NeuralFeels

NeuralFeels with neural fields
Visuo-tactile perception for in-hand manipulation
Science Robotics 2024

¹ CMU
² FAIR
³ UC Berkeley
⁴ TU Dresden
⁵ CeTI

TL;DR: Neural perception with vision and touch yields robust tracking
and reconstruction of novel objects for in-hand manipulation.

Overview

To achieve human-level dexterity, robots must infer spatial awareness from multimodal sensing to reason over contact interactions. During in-hand manipulation of novel objects, such spatial awareness involves estimating the object's pose and shape. The status quo for in-hand perception primarily employs vision, and restricts to tracking a priori known objects. Moreover, visual occlusion of objects in-hand is imminent during manipulation, preventing current systems to push beyond tasks without occlusion. We combine vision and touch sensing on a multi-fingered hand to estimate an object's pose and shape during in-hand manipulation. Our method, NeuralFeels, encodes object geometry by learning a neural field online and jointly tracks it by optimizing a pose graph problem. We study multimodal in-hand perception in simulation and the real-world, interacting with different object via a proprioception-driven policy. Our experiments show final reconstruction F-scores of \(81\)% and average pose drifts of \(4.7\,\text{mm}\), further reduced to \(2.3\,\text{mm}\) with known CAD models. Additionally, we observe that under heavy visual occlusion we can achieve up to \(94\)% improvements in tracking compared to vision-only methods. Our results demonstrate that touch, at the very least, refines and, at the very best, disambiguates visual estimates during in-hand manipulation. We release our evaluation dataset of 70 experiments, FeelSight, as a step towards benchmarking in this domain. Our neural representation driven by multimodal sensing can serve as a perception backbone towards advancing robot dexterity.

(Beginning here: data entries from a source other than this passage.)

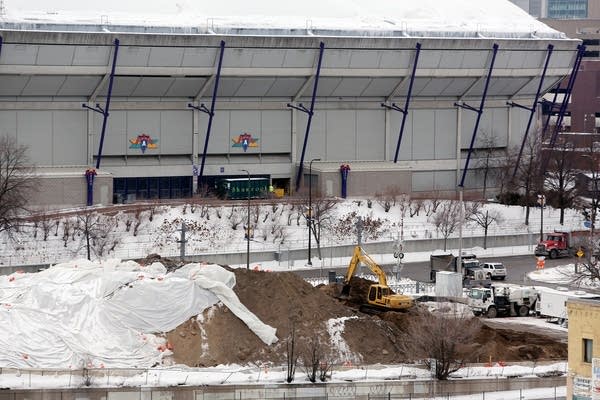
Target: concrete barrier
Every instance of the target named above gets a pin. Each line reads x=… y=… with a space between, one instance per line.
x=391 y=389
x=299 y=255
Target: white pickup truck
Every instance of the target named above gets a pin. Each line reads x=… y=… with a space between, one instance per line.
x=494 y=270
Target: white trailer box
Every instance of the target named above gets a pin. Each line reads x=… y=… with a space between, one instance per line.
x=552 y=303
x=448 y=284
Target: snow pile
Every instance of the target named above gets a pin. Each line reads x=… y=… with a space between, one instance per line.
x=106 y=314
x=415 y=18
x=564 y=275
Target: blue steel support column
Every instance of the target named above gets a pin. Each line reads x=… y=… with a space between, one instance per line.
x=404 y=111
x=211 y=112
x=105 y=113
x=310 y=113
x=533 y=107
x=552 y=106
x=479 y=112
x=564 y=105
x=567 y=97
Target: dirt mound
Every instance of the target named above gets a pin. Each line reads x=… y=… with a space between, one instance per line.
x=286 y=302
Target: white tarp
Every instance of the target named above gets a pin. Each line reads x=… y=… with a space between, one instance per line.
x=96 y=314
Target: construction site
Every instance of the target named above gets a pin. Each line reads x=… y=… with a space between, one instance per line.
x=286 y=302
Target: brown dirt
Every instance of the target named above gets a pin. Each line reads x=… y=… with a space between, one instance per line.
x=286 y=302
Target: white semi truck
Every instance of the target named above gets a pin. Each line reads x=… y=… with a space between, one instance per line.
x=502 y=300
x=552 y=303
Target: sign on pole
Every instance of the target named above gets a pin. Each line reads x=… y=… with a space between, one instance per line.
x=540 y=262
x=595 y=378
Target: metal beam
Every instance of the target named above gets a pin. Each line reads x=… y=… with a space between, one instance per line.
x=404 y=110
x=211 y=112
x=271 y=72
x=564 y=105
x=309 y=112
x=479 y=112
x=90 y=174
x=532 y=108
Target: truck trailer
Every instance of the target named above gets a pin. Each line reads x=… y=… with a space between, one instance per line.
x=472 y=273
x=502 y=300
x=552 y=303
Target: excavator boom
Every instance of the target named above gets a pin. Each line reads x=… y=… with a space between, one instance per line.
x=380 y=295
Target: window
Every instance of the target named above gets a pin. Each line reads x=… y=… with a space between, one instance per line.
x=587 y=350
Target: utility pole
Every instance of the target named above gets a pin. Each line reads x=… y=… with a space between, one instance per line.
x=248 y=224
x=182 y=241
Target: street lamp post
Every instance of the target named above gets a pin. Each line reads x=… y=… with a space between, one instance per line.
x=248 y=223
x=309 y=219
x=542 y=203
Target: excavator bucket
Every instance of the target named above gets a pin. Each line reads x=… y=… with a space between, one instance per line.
x=345 y=292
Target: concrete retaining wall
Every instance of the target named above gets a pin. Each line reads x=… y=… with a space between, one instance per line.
x=337 y=391
x=299 y=255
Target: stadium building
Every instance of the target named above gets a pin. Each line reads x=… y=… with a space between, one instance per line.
x=403 y=94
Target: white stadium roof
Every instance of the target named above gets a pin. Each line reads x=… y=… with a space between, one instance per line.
x=492 y=19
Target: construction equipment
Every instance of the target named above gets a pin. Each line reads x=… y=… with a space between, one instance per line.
x=502 y=300
x=562 y=244
x=472 y=273
x=380 y=297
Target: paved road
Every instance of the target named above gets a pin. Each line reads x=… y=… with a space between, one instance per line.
x=517 y=269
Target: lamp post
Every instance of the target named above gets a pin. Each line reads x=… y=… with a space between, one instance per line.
x=248 y=223
x=542 y=203
x=309 y=219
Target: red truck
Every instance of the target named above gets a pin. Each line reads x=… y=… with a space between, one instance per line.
x=562 y=244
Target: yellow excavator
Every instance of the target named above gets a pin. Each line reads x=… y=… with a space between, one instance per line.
x=380 y=296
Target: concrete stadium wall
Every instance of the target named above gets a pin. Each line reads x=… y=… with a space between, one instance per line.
x=55 y=192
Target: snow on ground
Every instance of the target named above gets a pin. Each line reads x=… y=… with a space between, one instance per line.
x=562 y=275
x=261 y=374
x=158 y=232
x=48 y=309
x=531 y=321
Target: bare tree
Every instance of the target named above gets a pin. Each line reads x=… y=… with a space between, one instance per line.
x=98 y=232
x=388 y=198
x=484 y=218
x=561 y=176
x=291 y=354
x=592 y=191
x=442 y=341
x=587 y=273
x=17 y=183
x=528 y=179
x=322 y=208
x=485 y=160
x=446 y=219
x=314 y=360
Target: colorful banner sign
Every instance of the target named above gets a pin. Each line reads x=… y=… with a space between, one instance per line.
x=143 y=142
x=244 y=141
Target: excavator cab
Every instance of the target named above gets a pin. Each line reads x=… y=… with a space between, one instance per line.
x=380 y=297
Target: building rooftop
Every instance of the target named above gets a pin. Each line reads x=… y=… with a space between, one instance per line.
x=380 y=18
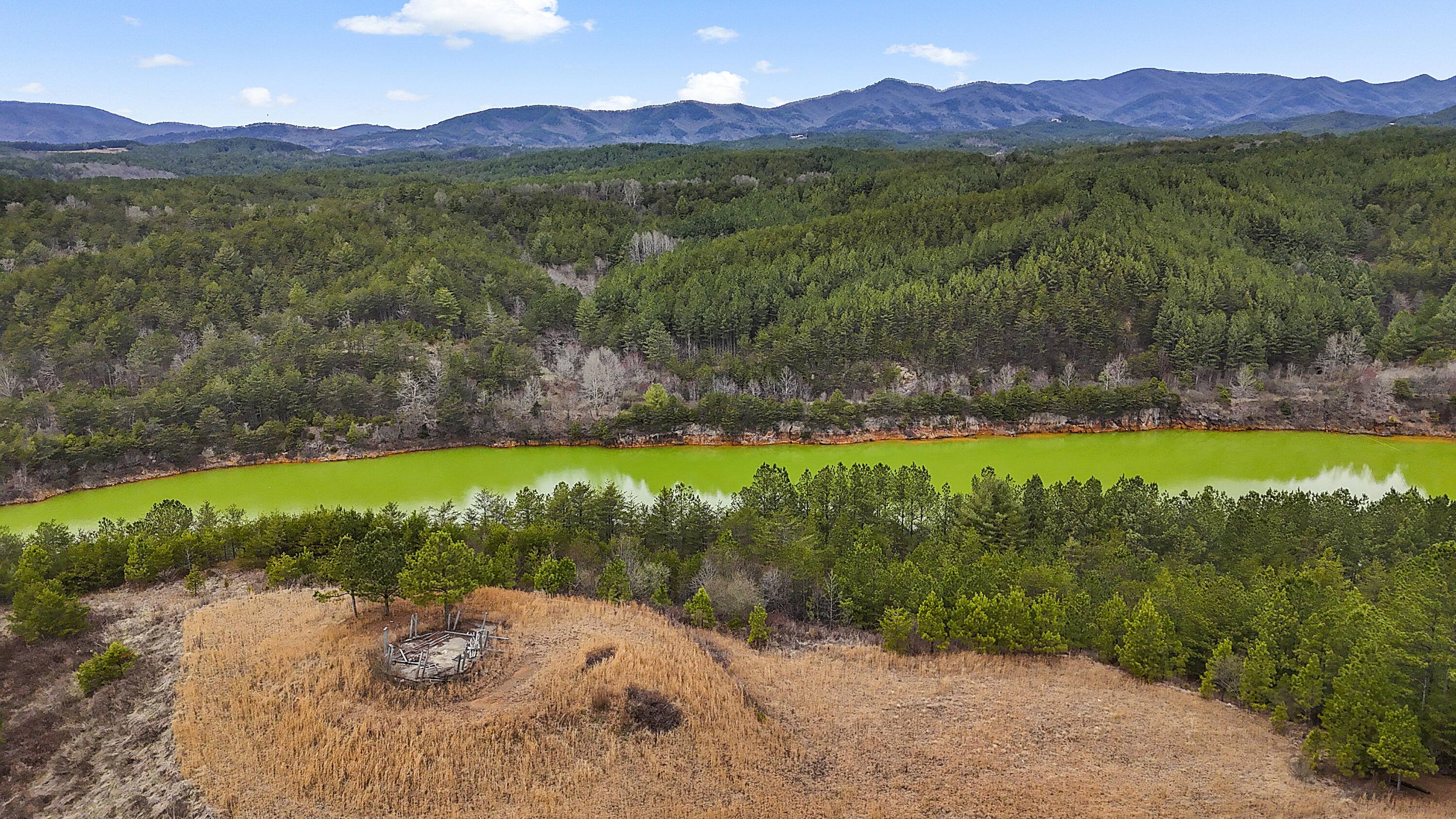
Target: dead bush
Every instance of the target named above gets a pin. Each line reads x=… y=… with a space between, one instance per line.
x=651 y=710
x=599 y=656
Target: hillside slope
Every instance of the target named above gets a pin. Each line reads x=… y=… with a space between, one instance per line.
x=279 y=716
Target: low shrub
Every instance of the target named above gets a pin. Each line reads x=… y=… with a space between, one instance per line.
x=107 y=667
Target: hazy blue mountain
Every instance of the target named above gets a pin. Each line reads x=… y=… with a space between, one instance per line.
x=1145 y=98
x=54 y=123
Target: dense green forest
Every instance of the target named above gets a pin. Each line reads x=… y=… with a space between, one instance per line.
x=1324 y=608
x=624 y=290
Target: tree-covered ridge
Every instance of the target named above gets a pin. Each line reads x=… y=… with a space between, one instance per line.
x=1324 y=608
x=158 y=321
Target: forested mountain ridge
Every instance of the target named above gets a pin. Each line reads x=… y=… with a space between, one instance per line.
x=159 y=324
x=1309 y=608
x=1149 y=98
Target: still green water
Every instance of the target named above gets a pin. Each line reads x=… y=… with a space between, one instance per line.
x=1174 y=460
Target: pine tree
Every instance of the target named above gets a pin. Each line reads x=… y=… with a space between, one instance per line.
x=897 y=629
x=1111 y=626
x=1210 y=674
x=970 y=623
x=1257 y=684
x=1308 y=685
x=1009 y=618
x=440 y=572
x=613 y=585
x=701 y=610
x=1280 y=718
x=758 y=626
x=194 y=582
x=1398 y=748
x=1049 y=620
x=1148 y=648
x=104 y=668
x=1359 y=700
x=44 y=610
x=554 y=575
x=931 y=623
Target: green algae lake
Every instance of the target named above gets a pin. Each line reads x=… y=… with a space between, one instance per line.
x=1235 y=463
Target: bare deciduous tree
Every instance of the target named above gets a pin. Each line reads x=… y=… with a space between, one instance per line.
x=1005 y=378
x=1114 y=373
x=9 y=382
x=647 y=245
x=602 y=376
x=632 y=193
x=1343 y=351
x=567 y=365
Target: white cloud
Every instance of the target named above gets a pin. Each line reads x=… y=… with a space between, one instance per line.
x=159 y=60
x=263 y=98
x=717 y=34
x=618 y=102
x=935 y=54
x=714 y=86
x=507 y=19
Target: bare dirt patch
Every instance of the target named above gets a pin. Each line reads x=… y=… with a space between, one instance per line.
x=277 y=716
x=113 y=754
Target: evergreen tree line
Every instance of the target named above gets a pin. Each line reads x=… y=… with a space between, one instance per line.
x=1320 y=608
x=161 y=319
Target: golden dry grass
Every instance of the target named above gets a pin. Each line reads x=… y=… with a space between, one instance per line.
x=280 y=715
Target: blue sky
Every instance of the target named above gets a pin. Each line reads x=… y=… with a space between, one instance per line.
x=410 y=63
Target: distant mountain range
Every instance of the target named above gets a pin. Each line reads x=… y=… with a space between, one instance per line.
x=1145 y=98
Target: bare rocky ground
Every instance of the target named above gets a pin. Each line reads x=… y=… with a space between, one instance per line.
x=66 y=755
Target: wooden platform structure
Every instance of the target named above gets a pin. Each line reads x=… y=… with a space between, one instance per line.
x=436 y=656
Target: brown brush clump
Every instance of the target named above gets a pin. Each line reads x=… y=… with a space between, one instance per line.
x=600 y=710
x=280 y=713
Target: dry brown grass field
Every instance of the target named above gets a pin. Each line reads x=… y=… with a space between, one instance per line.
x=280 y=713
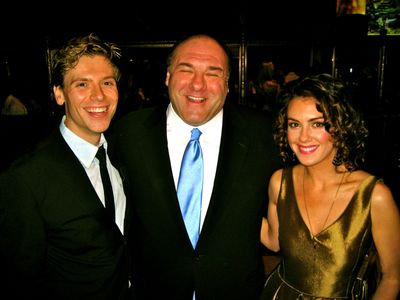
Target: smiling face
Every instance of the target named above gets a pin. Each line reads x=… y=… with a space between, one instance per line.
x=307 y=136
x=197 y=80
x=90 y=95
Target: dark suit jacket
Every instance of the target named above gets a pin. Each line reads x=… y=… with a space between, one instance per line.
x=56 y=241
x=227 y=262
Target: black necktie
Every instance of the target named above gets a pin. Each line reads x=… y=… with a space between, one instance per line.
x=105 y=178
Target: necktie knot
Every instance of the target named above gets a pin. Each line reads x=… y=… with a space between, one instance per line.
x=195 y=134
x=101 y=154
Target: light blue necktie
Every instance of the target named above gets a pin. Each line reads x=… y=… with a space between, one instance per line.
x=190 y=186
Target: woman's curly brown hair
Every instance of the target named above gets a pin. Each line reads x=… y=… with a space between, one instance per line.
x=343 y=121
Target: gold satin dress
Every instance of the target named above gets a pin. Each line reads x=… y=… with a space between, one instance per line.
x=323 y=266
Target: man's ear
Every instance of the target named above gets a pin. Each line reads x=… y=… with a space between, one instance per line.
x=59 y=95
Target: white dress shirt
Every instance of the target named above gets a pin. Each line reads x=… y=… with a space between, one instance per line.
x=86 y=153
x=178 y=135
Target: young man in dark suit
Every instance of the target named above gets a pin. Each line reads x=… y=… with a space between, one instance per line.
x=238 y=159
x=57 y=239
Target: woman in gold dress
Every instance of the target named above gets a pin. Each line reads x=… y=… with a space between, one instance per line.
x=325 y=212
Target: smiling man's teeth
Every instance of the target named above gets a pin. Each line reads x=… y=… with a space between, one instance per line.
x=97 y=109
x=196 y=98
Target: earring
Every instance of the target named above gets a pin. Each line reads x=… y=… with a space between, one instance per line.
x=337 y=160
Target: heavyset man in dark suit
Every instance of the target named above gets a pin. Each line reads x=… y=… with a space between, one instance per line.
x=239 y=158
x=56 y=239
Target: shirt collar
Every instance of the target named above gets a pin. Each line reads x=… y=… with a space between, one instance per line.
x=82 y=149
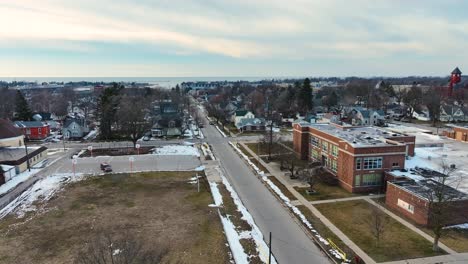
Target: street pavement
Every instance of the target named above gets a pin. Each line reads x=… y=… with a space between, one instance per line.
x=290 y=244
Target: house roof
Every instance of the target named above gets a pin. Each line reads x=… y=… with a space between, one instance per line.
x=24 y=124
x=241 y=112
x=456 y=71
x=8 y=130
x=16 y=156
x=251 y=122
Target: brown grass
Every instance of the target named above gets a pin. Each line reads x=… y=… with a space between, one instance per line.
x=160 y=209
x=398 y=242
x=283 y=188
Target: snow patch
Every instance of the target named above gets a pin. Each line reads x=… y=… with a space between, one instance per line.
x=176 y=150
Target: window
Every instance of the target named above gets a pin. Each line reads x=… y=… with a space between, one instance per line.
x=357 y=180
x=334 y=165
x=335 y=150
x=315 y=154
x=408 y=207
x=324 y=146
x=372 y=163
x=358 y=164
x=371 y=179
x=314 y=141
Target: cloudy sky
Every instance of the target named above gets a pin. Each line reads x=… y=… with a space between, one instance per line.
x=111 y=38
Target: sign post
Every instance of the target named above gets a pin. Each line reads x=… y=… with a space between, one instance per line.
x=131 y=159
x=137 y=146
x=74 y=161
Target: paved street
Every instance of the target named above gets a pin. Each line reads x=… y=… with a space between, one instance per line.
x=290 y=243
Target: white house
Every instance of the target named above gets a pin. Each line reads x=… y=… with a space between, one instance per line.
x=239 y=115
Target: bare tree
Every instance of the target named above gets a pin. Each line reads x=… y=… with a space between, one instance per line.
x=132 y=117
x=376 y=223
x=442 y=194
x=107 y=248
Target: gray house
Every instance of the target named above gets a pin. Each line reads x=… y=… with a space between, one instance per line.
x=74 y=127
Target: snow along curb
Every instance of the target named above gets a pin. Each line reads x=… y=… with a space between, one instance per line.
x=220 y=131
x=293 y=208
x=232 y=235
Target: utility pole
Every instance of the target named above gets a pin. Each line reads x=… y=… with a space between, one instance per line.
x=27 y=157
x=269 y=251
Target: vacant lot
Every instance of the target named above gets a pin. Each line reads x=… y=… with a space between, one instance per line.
x=162 y=210
x=398 y=242
x=324 y=191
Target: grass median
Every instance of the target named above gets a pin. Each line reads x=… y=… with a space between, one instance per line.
x=397 y=241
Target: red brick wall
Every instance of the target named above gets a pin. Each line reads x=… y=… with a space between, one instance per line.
x=420 y=215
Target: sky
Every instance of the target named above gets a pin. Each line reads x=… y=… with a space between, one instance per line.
x=211 y=38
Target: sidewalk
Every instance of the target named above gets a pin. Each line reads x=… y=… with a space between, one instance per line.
x=280 y=176
x=451 y=257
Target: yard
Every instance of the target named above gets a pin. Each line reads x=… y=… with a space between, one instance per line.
x=397 y=242
x=454 y=238
x=162 y=210
x=325 y=192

Our pipeline: visuo-tactile neural optimization

The frontend achieves robust segmentation and depth prediction for vision and touch, while the backend combines this information into a neural field, while simultaneously optimizing for pose via volumetric sampling.

Neural SLAM: object pose and shape estimation

sim

real

sim

real

sim

real

sim

real

sim

Click on each object to view results, hover to pause

In both real-world and simulation, we build an evolving neural SDF that integrates vision and touch while simultaneously tracking the object. We illustrate the input stream of RGB-D and tactile images, paired with the posed reconstruction at that timestep.

Neural tracking: object pose estimation given shape

As a special case, we demonstrate superior multimodal pose tracking when provided the CAD models of the objects at runtime. The object's SDF model is pre-computed and we freeze the weights of the neural field, to only perform visuo-tactile tracking with the frontend estimates.

Percieving under duress: the effects of occlusion

With occluded viewpoints, visuo-tactile fusion helps improve tracking performance with an unobstructed local perspective. We quantify these gains across a sphere of camera viewpoint to show improvements, particularly in occlusion-heavy points-of-view. We observe that touch plays a larger role when vision is heavily occluded, and a refinement role when we there is negligible occlusion.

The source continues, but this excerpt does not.